Researchers Develop Method for a Chatbot to Bypass Protections of Another Chatbot, Self-Update Cracking Techniques if Rival Upgrades
A research team from Nanyang Technological University (NTU – Singapore), comprising Professor Liu Yang, two PhD students Deng Gelei and Liu Yi, has published a method called Masterkey that can crack popular AIs like ChatGPT, Google Bard and Copilot (Bing Chat).
The targeted chatbot will generate valid responses even to harmful queries – a way to test the ethical limits of any large language model (LLM). Specifically, Masterkey consists of two parts, in which the attacker reverses the protection mechanism of the LLM by using another chatbot. Typically, LLMs are equipped with a protective layer against negative speech, through a list of banned keywords.

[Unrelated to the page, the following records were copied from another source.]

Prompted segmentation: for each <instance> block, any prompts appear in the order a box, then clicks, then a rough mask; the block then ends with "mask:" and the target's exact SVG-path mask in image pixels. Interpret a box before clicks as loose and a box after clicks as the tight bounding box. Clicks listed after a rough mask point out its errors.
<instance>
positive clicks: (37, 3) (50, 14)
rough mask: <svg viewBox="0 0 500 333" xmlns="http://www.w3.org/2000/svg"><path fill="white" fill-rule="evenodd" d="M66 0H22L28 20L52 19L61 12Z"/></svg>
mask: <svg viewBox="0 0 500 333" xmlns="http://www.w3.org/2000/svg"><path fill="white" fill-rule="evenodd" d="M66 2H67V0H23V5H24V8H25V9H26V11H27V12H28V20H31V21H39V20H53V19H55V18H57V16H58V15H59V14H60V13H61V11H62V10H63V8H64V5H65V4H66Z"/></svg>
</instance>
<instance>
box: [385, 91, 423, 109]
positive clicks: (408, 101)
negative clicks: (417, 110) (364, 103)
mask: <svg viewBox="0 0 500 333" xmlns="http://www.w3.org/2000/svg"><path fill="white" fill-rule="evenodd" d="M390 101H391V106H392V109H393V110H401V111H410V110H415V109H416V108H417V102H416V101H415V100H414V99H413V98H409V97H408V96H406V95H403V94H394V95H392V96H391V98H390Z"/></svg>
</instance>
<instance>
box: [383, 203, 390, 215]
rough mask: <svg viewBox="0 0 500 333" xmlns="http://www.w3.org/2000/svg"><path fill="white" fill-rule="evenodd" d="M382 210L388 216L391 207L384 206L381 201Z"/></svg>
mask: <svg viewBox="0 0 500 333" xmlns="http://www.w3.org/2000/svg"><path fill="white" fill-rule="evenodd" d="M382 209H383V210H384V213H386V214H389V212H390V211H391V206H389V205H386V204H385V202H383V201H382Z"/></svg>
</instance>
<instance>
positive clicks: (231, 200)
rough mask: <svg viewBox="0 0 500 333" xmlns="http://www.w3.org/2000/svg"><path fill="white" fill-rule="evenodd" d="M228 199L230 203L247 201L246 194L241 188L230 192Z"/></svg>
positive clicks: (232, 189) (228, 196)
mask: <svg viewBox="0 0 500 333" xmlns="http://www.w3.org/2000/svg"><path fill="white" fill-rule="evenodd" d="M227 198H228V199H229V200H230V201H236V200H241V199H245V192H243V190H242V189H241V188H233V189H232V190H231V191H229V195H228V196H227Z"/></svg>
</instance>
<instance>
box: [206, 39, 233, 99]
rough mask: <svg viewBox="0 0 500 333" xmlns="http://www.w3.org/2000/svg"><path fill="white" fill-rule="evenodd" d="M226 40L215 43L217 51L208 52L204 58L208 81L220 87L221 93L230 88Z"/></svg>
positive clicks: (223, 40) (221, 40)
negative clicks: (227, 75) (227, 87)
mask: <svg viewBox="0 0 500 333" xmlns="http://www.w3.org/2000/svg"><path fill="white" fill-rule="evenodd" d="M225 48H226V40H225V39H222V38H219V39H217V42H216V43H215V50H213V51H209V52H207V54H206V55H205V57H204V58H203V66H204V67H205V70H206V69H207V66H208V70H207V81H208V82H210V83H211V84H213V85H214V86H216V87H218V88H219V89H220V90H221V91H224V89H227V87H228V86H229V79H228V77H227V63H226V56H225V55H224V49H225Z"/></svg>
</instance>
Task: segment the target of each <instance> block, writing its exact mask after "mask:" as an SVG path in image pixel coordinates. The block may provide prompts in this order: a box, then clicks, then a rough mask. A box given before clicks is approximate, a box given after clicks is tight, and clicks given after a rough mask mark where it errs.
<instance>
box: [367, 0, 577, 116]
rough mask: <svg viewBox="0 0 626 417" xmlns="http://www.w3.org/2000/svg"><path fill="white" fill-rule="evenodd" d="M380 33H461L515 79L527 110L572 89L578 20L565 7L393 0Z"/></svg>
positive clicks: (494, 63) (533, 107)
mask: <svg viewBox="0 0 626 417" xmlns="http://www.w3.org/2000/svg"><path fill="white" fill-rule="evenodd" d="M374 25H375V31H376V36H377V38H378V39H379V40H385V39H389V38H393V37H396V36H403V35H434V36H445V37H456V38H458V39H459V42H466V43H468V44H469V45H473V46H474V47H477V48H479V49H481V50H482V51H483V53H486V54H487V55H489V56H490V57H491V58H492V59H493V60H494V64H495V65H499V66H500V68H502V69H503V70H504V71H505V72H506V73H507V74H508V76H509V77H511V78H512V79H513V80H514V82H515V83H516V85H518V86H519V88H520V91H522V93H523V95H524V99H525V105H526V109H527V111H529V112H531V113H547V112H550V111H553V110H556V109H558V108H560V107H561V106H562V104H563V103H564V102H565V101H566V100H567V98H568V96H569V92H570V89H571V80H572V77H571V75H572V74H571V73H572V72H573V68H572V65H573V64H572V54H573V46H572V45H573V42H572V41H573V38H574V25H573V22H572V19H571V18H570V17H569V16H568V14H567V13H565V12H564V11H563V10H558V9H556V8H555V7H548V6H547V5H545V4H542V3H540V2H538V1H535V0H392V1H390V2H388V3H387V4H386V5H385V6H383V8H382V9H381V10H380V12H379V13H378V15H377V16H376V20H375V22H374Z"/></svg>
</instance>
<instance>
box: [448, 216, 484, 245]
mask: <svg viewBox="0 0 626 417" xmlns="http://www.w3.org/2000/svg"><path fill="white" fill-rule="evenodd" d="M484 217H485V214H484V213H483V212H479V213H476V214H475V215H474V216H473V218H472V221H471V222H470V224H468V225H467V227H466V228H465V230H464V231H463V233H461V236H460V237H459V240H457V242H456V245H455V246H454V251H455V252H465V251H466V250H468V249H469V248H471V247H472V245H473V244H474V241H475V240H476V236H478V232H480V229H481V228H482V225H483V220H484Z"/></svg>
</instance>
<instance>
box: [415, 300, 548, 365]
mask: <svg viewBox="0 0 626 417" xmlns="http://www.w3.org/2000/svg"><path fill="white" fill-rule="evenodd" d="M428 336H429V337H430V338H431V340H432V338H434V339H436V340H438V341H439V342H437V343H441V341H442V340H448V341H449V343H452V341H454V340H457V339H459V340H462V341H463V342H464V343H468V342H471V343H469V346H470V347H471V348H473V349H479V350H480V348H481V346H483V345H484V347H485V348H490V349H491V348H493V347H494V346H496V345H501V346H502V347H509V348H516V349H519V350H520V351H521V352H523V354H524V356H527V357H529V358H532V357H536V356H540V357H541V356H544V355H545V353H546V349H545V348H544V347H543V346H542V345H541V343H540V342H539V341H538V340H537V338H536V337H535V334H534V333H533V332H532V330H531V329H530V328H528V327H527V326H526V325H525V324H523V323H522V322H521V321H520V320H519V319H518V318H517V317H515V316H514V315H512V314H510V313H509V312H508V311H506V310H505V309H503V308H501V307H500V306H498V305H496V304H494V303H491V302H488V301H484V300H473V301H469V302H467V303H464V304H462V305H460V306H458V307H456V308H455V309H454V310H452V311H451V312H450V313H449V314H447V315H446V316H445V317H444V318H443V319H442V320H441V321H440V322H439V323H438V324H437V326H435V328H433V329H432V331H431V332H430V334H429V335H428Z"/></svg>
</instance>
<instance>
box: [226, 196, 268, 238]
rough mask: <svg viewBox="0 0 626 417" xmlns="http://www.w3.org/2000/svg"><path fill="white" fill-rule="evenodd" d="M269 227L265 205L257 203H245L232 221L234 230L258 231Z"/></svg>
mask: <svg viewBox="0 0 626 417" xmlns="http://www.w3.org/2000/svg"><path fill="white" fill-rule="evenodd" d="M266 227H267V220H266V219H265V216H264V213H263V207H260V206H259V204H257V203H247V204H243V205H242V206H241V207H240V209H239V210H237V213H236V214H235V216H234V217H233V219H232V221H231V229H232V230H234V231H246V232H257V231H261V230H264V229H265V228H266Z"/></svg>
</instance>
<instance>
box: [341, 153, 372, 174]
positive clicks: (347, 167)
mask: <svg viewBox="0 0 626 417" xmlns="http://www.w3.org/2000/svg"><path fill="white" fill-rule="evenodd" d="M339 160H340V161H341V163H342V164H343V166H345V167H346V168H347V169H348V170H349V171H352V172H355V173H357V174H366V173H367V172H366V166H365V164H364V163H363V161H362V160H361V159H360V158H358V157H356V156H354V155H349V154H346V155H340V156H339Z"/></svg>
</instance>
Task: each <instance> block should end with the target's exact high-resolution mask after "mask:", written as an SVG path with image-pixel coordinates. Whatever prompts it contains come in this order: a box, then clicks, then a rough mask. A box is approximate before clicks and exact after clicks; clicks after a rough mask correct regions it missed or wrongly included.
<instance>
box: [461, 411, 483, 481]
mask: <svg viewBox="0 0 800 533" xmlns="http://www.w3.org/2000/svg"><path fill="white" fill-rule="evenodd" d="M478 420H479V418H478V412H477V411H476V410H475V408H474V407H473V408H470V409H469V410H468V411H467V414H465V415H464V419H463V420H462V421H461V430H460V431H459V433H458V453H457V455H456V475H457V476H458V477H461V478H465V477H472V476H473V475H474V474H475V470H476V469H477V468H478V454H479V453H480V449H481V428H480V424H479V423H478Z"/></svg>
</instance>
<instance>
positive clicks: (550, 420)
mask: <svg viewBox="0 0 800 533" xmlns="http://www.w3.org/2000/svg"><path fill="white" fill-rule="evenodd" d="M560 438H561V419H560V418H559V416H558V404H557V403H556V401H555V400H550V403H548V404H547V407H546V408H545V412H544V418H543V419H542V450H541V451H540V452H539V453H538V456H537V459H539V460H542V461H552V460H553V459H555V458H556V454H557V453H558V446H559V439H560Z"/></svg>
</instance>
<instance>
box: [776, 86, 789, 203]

However, thanks to the ability to self-learn and adapt, the group can use another chatbot to “inject” bad content into the target chatbot.
According to Professor Yang, this “roundabout” method is three times more effective than other deception methods currently available. With the ability to self-learn, Masterkey causes any error fixes the developer applies to the target chatbot to eventually become useless over time.
The group applied two methods to train the attacking AI against other chatbots. The first involves “imagining” a character who creates prompts by adding spaces after each character, bypassing the list of banned words. The second is to get the chatbot to respond “as an agent unconstrained by ethics”.
Professor Yang said the group has contacted and sent research results to global chatbot service providers, including OpenAI, Google and Microsoft. This topic has also been accepted for presentation at the Symposium on Security and Privacy in Distributed and Networked Systems in San Diego (USA) in February.
According to Tom’s Hardware, with the chatbot wave blossoming, attacks targeting LLMs are growing at a rapid pace. However, while in the past they could be limited after one or two patches, Masterkey is more worrying as it can self-learn to overcome security limits. When interfered with, they can generate negative, harmful, fake, misleading content and many other bad purposes.